「でもね、勝子。うちにいても、なにもできないよ。おとなしく寝てなきゃだめなのよ。
そんなの、いやでしょ? だから、もうすこし辛抱してちょうだいな」
「どうしてよ、どうして寝てなきゃいけないの?
こんなに元気になってるのに。おかしいわよ、ぜったい。
それとも、治ってきてないの? 悪くなってるって言うの?
お母さん、お母さん。先生に言われたの?
『勝子さんはもうだめです。治りません。あとは死ぬだけです』って」
「な、何て事を言うの、この子は。えんぎでもないこと、言うもんじゃないよ!」
「そうだよ、姉さん。そういうことを言っちゃだめだよ。
やまいは気からって言うんだから」
「なによ、その言い草は。勝利! ほんとのことを言いなさい。
お姉さん、長くないのね? やっぱり死ぬのね?」
金切り声が大きくひびいた。勝子の切実な思いが、はげしく竹田をなじった。
大きくふくらみはじめていた疑念の思いが、竹田に向けられた。
母親に対してはどうしてもいえないことばが、弟の竹田には言える。
そして竹田ならば、弟だからうそは言えない、いや言ったとしても勝子には感じとれるのだ。

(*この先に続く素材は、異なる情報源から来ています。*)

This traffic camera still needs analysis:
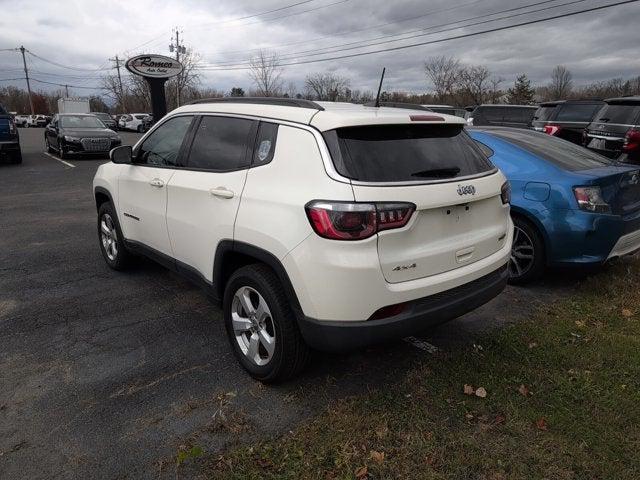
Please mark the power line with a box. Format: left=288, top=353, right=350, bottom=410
left=200, top=0, right=640, bottom=71
left=206, top=0, right=568, bottom=67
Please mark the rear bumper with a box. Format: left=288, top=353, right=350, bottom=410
left=298, top=265, right=509, bottom=351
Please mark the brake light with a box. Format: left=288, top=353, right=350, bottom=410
left=622, top=130, right=640, bottom=152
left=305, top=200, right=416, bottom=240
left=573, top=187, right=611, bottom=213
left=542, top=125, right=561, bottom=136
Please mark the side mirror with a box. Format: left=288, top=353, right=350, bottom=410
left=109, top=145, right=133, bottom=163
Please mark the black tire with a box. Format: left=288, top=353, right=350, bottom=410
left=223, top=264, right=310, bottom=383
left=98, top=202, right=133, bottom=270
left=509, top=215, right=546, bottom=285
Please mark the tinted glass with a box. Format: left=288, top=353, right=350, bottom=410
left=136, top=116, right=193, bottom=166
left=61, top=115, right=105, bottom=128
left=593, top=105, right=640, bottom=124
left=253, top=122, right=278, bottom=166
left=533, top=105, right=556, bottom=122
left=556, top=103, right=602, bottom=122
left=323, top=125, right=493, bottom=182
left=188, top=116, right=253, bottom=171
left=487, top=130, right=611, bottom=171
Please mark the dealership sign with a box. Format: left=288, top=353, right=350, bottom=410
left=125, top=55, right=182, bottom=78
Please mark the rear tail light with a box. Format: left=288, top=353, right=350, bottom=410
left=573, top=187, right=611, bottom=213
left=622, top=130, right=640, bottom=152
left=305, top=200, right=416, bottom=240
left=542, top=125, right=561, bottom=135
left=500, top=182, right=511, bottom=205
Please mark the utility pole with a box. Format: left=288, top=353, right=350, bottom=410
left=109, top=55, right=124, bottom=113
left=20, top=45, right=35, bottom=115
left=169, top=27, right=187, bottom=107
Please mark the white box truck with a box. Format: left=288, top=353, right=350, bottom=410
left=58, top=97, right=90, bottom=113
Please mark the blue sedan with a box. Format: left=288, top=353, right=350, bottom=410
left=469, top=127, right=640, bottom=283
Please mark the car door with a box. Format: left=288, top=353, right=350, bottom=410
left=118, top=115, right=194, bottom=255
left=167, top=115, right=258, bottom=281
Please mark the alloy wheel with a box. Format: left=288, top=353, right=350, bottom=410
left=231, top=287, right=276, bottom=366
left=509, top=225, right=535, bottom=278
left=100, top=213, right=118, bottom=262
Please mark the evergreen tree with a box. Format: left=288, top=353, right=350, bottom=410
left=507, top=73, right=535, bottom=105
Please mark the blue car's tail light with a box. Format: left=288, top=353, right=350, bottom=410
left=573, top=187, right=611, bottom=213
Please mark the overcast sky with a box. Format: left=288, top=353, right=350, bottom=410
left=0, top=0, right=640, bottom=99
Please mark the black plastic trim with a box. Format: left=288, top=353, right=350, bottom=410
left=298, top=265, right=509, bottom=352
left=189, top=97, right=324, bottom=111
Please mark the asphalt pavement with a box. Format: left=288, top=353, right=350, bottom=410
left=0, top=129, right=581, bottom=480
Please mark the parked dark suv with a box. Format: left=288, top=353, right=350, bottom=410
left=582, top=96, right=640, bottom=164
left=0, top=105, right=22, bottom=163
left=532, top=100, right=604, bottom=145
left=467, top=105, right=538, bottom=128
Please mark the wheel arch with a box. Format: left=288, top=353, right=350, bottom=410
left=213, top=240, right=302, bottom=319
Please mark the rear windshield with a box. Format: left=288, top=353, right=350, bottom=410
left=556, top=103, right=602, bottom=122
left=323, top=124, right=494, bottom=182
left=593, top=105, right=640, bottom=125
left=488, top=130, right=612, bottom=171
left=533, top=105, right=556, bottom=122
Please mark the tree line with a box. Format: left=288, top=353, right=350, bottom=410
left=0, top=50, right=640, bottom=114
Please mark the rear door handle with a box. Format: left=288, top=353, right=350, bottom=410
left=209, top=187, right=235, bottom=198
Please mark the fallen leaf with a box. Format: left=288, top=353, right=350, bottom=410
left=356, top=465, right=369, bottom=479
left=476, top=387, right=487, bottom=398
left=369, top=450, right=384, bottom=465
left=536, top=417, right=547, bottom=430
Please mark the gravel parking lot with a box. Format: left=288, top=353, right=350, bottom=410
left=0, top=129, right=584, bottom=479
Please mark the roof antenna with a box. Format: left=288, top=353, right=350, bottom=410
left=376, top=67, right=387, bottom=107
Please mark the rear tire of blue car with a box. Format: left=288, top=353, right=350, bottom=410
left=509, top=215, right=546, bottom=285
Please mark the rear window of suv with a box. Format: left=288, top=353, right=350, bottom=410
left=593, top=103, right=640, bottom=125
left=555, top=103, right=602, bottom=122
left=323, top=124, right=494, bottom=182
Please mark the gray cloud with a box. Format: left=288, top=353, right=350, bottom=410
left=0, top=0, right=640, bottom=98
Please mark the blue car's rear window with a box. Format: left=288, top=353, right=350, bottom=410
left=487, top=129, right=612, bottom=171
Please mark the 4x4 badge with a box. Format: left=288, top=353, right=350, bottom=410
left=458, top=185, right=476, bottom=195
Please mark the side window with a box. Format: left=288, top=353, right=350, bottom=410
left=136, top=116, right=193, bottom=167
left=252, top=122, right=278, bottom=167
left=187, top=116, right=255, bottom=172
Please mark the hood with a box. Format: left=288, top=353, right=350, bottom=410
left=60, top=128, right=117, bottom=138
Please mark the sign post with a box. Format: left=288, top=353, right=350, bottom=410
left=125, top=55, right=183, bottom=122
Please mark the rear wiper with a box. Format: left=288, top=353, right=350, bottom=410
left=411, top=167, right=460, bottom=178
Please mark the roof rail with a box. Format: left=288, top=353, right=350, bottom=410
left=189, top=97, right=324, bottom=110
left=364, top=102, right=433, bottom=112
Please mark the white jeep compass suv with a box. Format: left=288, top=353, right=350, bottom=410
left=93, top=98, right=513, bottom=382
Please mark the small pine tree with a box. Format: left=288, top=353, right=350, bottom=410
left=507, top=73, right=535, bottom=105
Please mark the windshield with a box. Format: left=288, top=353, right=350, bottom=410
left=487, top=130, right=612, bottom=171
left=533, top=105, right=556, bottom=121
left=323, top=124, right=494, bottom=182
left=594, top=104, right=640, bottom=125
left=60, top=115, right=105, bottom=128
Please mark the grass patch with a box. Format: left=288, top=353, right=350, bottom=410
left=203, top=259, right=640, bottom=480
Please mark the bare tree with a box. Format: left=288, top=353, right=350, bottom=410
left=304, top=72, right=351, bottom=102
left=459, top=65, right=491, bottom=105
left=424, top=56, right=460, bottom=101
left=548, top=65, right=573, bottom=100
left=249, top=50, right=283, bottom=97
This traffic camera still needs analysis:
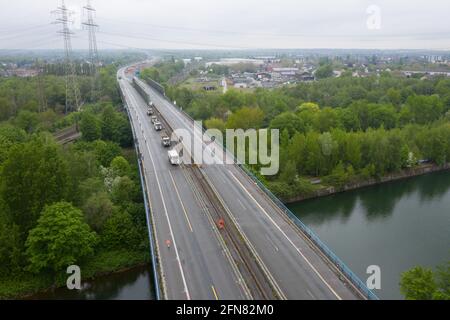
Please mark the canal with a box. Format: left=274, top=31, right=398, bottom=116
left=29, top=265, right=154, bottom=300
left=31, top=171, right=450, bottom=300
left=289, top=171, right=450, bottom=299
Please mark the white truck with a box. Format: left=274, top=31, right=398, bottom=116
left=161, top=134, right=172, bottom=148
left=153, top=121, right=162, bottom=131
left=167, top=149, right=181, bottom=166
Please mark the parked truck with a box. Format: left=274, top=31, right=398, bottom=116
left=161, top=134, right=172, bottom=148
left=167, top=149, right=181, bottom=166
left=153, top=121, right=162, bottom=131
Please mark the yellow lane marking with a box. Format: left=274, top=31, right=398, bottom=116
left=169, top=171, right=194, bottom=232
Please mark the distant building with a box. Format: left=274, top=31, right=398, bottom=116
left=272, top=68, right=298, bottom=76
left=234, top=82, right=248, bottom=89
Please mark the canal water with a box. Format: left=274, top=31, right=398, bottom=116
left=289, top=171, right=450, bottom=299
left=30, top=266, right=154, bottom=300
left=31, top=171, right=450, bottom=300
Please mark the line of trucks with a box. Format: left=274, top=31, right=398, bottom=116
left=147, top=101, right=181, bottom=165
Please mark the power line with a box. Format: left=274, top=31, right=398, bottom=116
left=99, top=31, right=257, bottom=50
left=82, top=0, right=98, bottom=99
left=53, top=0, right=80, bottom=113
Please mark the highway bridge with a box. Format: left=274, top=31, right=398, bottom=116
left=118, top=63, right=376, bottom=300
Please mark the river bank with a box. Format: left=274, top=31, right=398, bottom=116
left=0, top=250, right=150, bottom=299
left=288, top=170, right=450, bottom=299
left=283, top=163, right=450, bottom=204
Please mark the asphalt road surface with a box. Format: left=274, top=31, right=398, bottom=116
left=120, top=70, right=360, bottom=300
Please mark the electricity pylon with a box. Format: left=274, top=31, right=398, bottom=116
left=53, top=0, right=80, bottom=113
left=35, top=59, right=47, bottom=112
left=83, top=0, right=98, bottom=100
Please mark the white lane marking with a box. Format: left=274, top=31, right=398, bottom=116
left=266, top=234, right=279, bottom=251
left=169, top=170, right=194, bottom=232
left=126, top=84, right=191, bottom=300
left=237, top=199, right=247, bottom=210
left=228, top=170, right=342, bottom=300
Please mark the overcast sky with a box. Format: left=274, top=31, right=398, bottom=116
left=0, top=0, right=450, bottom=50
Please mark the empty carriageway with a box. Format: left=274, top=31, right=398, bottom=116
left=119, top=76, right=252, bottom=300
left=137, top=75, right=372, bottom=300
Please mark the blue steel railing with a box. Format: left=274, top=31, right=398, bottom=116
left=135, top=75, right=379, bottom=300
left=119, top=84, right=161, bottom=300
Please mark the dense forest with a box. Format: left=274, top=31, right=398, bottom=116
left=166, top=73, right=450, bottom=199
left=0, top=65, right=149, bottom=298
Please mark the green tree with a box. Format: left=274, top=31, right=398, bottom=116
left=227, top=107, right=264, bottom=130
left=26, top=202, right=97, bottom=273
left=101, top=211, right=140, bottom=249
left=0, top=138, right=69, bottom=236
left=400, top=267, right=437, bottom=300
left=205, top=118, right=226, bottom=132
left=110, top=156, right=131, bottom=177
left=83, top=192, right=114, bottom=232
left=111, top=176, right=137, bottom=206
left=270, top=112, right=305, bottom=137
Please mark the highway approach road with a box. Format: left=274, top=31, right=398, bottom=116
left=119, top=69, right=361, bottom=300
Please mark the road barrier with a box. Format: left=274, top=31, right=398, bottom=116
left=119, top=82, right=163, bottom=300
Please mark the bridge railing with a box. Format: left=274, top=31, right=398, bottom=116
left=135, top=77, right=379, bottom=300
left=119, top=82, right=162, bottom=300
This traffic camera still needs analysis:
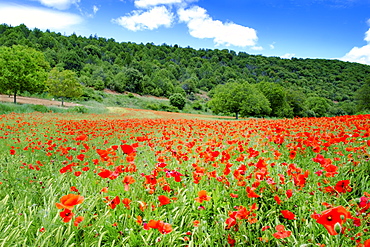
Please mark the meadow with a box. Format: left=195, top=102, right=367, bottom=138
left=0, top=110, right=370, bottom=247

「そうでしょ、そうなんでしょ。勝利! お医者さまからなんて言われたの!
正直に言いなさい。ほらごらん。なにも言わないのは、ううん、言えないんでしょ!」
竹田に勝子が、はげしく詰め寄った。
「ばか! いい加減にしなさい。」
母親の手が飛んだ。をがどっとあふれさせながら、平手打ちが飛んだ。
「親よりさきに死ぬのは、さいだいの親不孝だよ。
痛いかい、痛いだろう。生きているから痛いんだ。
でもね、ぶたれたあんたより、ぶったかあさんの方が、なん倍もなん十倍も痛いんだよ。
手が痛いんじゃないよ。こころが、こころがね、痛いんだよ。
かわいいわが子に手を上げるつらさが、痛さが、あんたに分かるかい!」
そのことばは、勝子の胸にズシリときた。ふかくふかくつきささった。
慈愛にみちた母親のことばが、勝子をあたたかくつつんだ。
「でも、でも……。勝利のかせぎの大半が、あたしの病院代に消えてるし。
毎日の食べものだって、汁物とすこしの煮付けに、それからおしんこだけだし。
たまにでるお魚にしても、いわしの干もの一匹じゃない。
それにそれに、勝利は結婚もできないじゃないの。
あたしは、あたしなんか、竹田家のやっかい者なのよ」
畳にワッと突っ伏すと、勝子の肩がおおきく波うった。